Most often the work I publish online is video work, so when shown IRL I try to create an environment for those videos. It becomes almost a different work. It’s a different process. I don’t think anything is lost, quite the opposite. I guess the cost comes in terms of audience because the URL and IRL audience can be quite different. The art world being predominantly white, sometimes gallery spaces don’t feel as empowering.
What do you think is the connection between your screen-based art and healing?
Healing is resistance. My video work is about healing our body-mind-spirit connection and also the technology we are using, as our connected lives are also spaces of oppressions. Yet, it can become a safe space for support and self care. We need to decolonize and heal our technologies. Healing for me is about understanding our pain, not only emotionally but politically, economically, racially, sexually, spiritually and genetically. Once you understand the history of power dynamics and institutionalized oppressions, you can start to unlearn the toxic mechanisms that we’ve internalized, try not to perpetuate them, and then contribute to dismantling them. I hope my work can contribute to that journey somehow.

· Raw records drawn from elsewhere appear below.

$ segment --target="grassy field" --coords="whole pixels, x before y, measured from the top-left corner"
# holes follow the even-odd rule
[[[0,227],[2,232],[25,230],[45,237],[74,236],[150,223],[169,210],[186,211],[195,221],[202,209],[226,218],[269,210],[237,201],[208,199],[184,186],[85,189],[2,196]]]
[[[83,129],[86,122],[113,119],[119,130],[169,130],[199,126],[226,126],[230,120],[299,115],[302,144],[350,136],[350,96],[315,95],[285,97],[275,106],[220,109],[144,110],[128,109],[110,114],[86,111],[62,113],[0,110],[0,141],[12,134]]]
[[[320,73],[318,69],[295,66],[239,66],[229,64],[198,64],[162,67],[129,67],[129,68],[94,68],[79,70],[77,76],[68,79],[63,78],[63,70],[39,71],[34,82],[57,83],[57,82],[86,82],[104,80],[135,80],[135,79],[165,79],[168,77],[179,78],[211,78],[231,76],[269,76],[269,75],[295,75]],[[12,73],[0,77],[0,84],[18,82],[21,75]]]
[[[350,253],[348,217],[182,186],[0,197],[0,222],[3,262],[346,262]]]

Tabitha Rezaire, Duck face smartlife.
What piece of work has felt most empowering to you?
All have for different reasons. My works help me process feelings and information, they reflect my own journey so have all contributed to make me learn and grow. I’m still decolonizing myself and my work is part of that process. I guess the most empowering part is when someone comes up to me or sends me a message to say my work has helped them somehow in their own lives. The feeling of building support community through what I do is the best feeling.
What would you like your legacy to be?
I don’t really think about this. I’ll keep doing my work after I transition as a spirit. I’ll send love to our next generation of warrior-healers and mess with anyone trying to fuck with my descendents.
What role does fashion play in your art making and activism?
Dressing up is LYF! It gives me so much power and confidence. It’s about self-agency, self-definition, pride and radical self-love. When I put on a power outfit, I’m like yesss. I feel hot and fierce. I can make it through the world. It’s like a protective shield, I feel safe in bright colors and sparkles! SHINE BRIGHT LIKE A DIAMOND is also a political strategy because fashion carries so much colonial burdens. It’s very gender-normative and tied to respectability politics. So much shaming—people would say you’re superficial and shallow—no you’re celebrating yourself being a magical being!
What African artists inspire you at the moment?
Many. I’m actually in the process of starting an online platform/gallery/space for African & Afro descendent artists who contribute to the mind-body-spirit-tech harmony. There are lots of peeps in my radar. It’s about solidarity and building community.
Screengrab: The homepage of tabitarezaire.com.
What is Kemetic yoga? How did you get involved?
Kemetic yoga is the African science of yoga practiced in Kemet, a name for ancient Egypt. It is a healing and spiritual system of self-actualization dependent on our connection to the spirit of our ancestors and our understanding of nature and its cosmic force. It dates back to thousands of years BC, but has consistently been erased from the history of yoga and misinterpreted by Egyptologists.
It has given me LYF. A friend introduced me to Kemetic yoga in Johannesburg at a time when I was crying a lot and feeling I was losing it. It felt so right! I had done yoga before but never really felt comfortable in those spaces. Kemetic yoga is a decolonial yoga practice, a healing science and a technology for spirituality. That’s why it feels so good! It’s a gift from our ancestors that we need to nurture.